Bottom Line: Using densitometry, the results showed that the stem hyperemic flow (Q) and the associated crown lumen volume (V) were related by Q = 159.08 V(3/4) (r = 0.98, SEE = 10.59 ml/min).The stem hyperemic flow and the associated crown length (L) using cone-beam CT were related by Q = 2.89 L (r = 0.99, SEE = 8.72 ml/min).This, in conjunction with measured hyperemic flow in the presence of a stenosis, could be used to predict fractional flow reserve based entirely on angiographic data.

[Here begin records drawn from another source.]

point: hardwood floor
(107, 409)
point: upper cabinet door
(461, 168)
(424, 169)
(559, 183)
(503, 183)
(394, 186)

View Article: PubMed Central - PubMed

Affiliation: Department of Radiological Sciences, University of California, Medical Sciences B, B-140, Irvine, CA 92697, USA. symolloi@uci.edu

ABSTRACT
The purpose of this study is to develop a method to estimate the hyperemic blood flow in a coronary artery using the sum of the distal lumen volumes in a swine animal model. The limitations of visually assessing coronary artery disease are well known. These limitations are particularly important in intermediate coronary lesions where it is difficult to determine whether a particular lesion is the cause of ischemia. Therefore, a functional measure of stenosis severity is needed using angiographic image data. Coronary arteriography was performed in 10 swine (Yorkshire, 25-35 kg) after power injection of contrast material into the left main coronary artery. A densitometry technique was used to quantify regional flow and lumen volume in vivo after inducing hyperemia. Additionally, 3 swine hearts were casted and imaged post-mortem using cone-beam CT to obtain the lumen volume and the arterial length of corresponding coronary arteries. Using densitometry, the results showed that the stem hyperemic flow (Q) and the associated crown lumen volume (V) were related by Q = 159.08 V(3/4) (r = 0.98, SEE = 10.59 ml/min). The stem hyperemic flow and the associated crown length (L) using cone-beam CT were related by Q = 2.89 L (r = 0.99, SEE = 8.72 ml/min). These results indicate that measured arterial branch lengths or lumen volumes can potentially be used to predict the expected hyperemic flow in an arterial tree. This, in conjunction with measured hyperemic flow in the presence of a stenosis, could be used to predict fractional flow reserve based entirely on angiographic data.